Yukon Supreme Court denies province's claim for healthcare costs from cyclist's insurance

A vehicle hit the cyclist in California, resulting in significant costs for the Yukon government

Yukon Supreme Court denies province's claim for healthcare costs from cyclist's insurance

In a recent decision, the Yukon Supreme Court ruled that the government of Yukon could not recover healthcare costs from Security National Insurance for medical care provided to Christopher Boughner after his accident in California.

Boughner was cycling in La Quinta, California when he was struck by a vehicle. The driver, who was at fault, had third-party liability coverage amounting to $25,000 USD. Due to the accident, Boughner required hospitalization and medical care both in California and back in Yukon, incurring significant costs for the Yukon government.

At the time of the accident, Boughner was insured by Security National under a policy that included a Family Protection Endorsement (SEF 44). This endorsement provided that Security National would indemnify Boughner for compensatory damages from an under-insured motorist up to the policy limit.

Yukon argued that it had the right to recover the healthcare and medical travel costs from Security National as an eligible claimant under SEF 44. The government based its claim on the Yukon statutes: the Health Care Insurance Plan Act, the Travel for Medical Treatment Act, and the Hospital Insurance Services Act. According to Yukon, these statutes allowed it to be subrogated to all rights of Boughner for recovering costs due to injuries from another's wrongful act.

The Supreme Court concluded that neither Boughner nor the Yukon government could recover these costs from Security National under the SEF 44 coverage. The court examined the relevant statutory provisions and the insurance policy terms. The court found that that the statutory right of recovery allowed claims only against the wrongdoer or their insurer, not the victim's insurance. Yukon's right of subrogation did not extend to Boughner’s insurance, as the statutes limited recovery to the responsible party.

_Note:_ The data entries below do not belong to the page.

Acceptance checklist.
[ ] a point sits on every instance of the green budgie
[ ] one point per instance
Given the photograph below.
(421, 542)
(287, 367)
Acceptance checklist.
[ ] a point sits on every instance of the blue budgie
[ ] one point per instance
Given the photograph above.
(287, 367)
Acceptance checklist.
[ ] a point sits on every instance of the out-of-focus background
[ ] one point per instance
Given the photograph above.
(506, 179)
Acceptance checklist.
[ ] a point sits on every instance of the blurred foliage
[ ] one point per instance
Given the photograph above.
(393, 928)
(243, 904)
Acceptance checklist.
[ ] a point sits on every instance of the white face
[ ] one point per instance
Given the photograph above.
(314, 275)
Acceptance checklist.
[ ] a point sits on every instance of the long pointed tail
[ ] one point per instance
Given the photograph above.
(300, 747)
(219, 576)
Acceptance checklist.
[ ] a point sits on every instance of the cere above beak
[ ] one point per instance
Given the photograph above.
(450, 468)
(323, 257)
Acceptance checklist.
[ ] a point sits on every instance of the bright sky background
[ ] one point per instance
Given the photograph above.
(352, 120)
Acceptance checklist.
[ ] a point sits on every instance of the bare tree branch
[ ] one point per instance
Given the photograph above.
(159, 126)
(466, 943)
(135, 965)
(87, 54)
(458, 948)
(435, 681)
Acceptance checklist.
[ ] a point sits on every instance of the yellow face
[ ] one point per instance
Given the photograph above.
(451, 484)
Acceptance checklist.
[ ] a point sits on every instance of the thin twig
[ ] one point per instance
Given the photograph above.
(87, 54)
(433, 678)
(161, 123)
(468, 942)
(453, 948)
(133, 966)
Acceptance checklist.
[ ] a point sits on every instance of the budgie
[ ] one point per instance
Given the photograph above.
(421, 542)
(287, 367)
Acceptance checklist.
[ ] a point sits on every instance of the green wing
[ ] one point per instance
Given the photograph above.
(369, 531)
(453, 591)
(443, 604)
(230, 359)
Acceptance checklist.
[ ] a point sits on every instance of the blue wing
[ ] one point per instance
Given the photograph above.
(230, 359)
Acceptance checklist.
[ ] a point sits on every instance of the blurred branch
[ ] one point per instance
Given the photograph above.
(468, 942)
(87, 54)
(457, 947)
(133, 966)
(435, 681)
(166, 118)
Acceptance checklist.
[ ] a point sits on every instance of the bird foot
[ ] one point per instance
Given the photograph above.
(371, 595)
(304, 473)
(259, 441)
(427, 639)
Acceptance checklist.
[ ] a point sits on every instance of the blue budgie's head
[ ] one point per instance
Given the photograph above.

Furthermore, the court noted that the definition of "eligible claimant" under SEF 44 coverage did not include government entities, as it was intended to protect natural persons and their families, not governmental bodies

The decision also highlighted that allowing Yukon to claim against Boughner’s SEF 44 coverage would potentially reduce Boughner’s recovery, as SEF 44 coverage is intended as a "last ditch" protection for the insured person’s own shortfall in compensation from an under-insured motorist. Ultimately, the Supreme Court ruled that Yukon could not recover healthcare and travel costs from Security National under Boughner’s SEF 44 policy.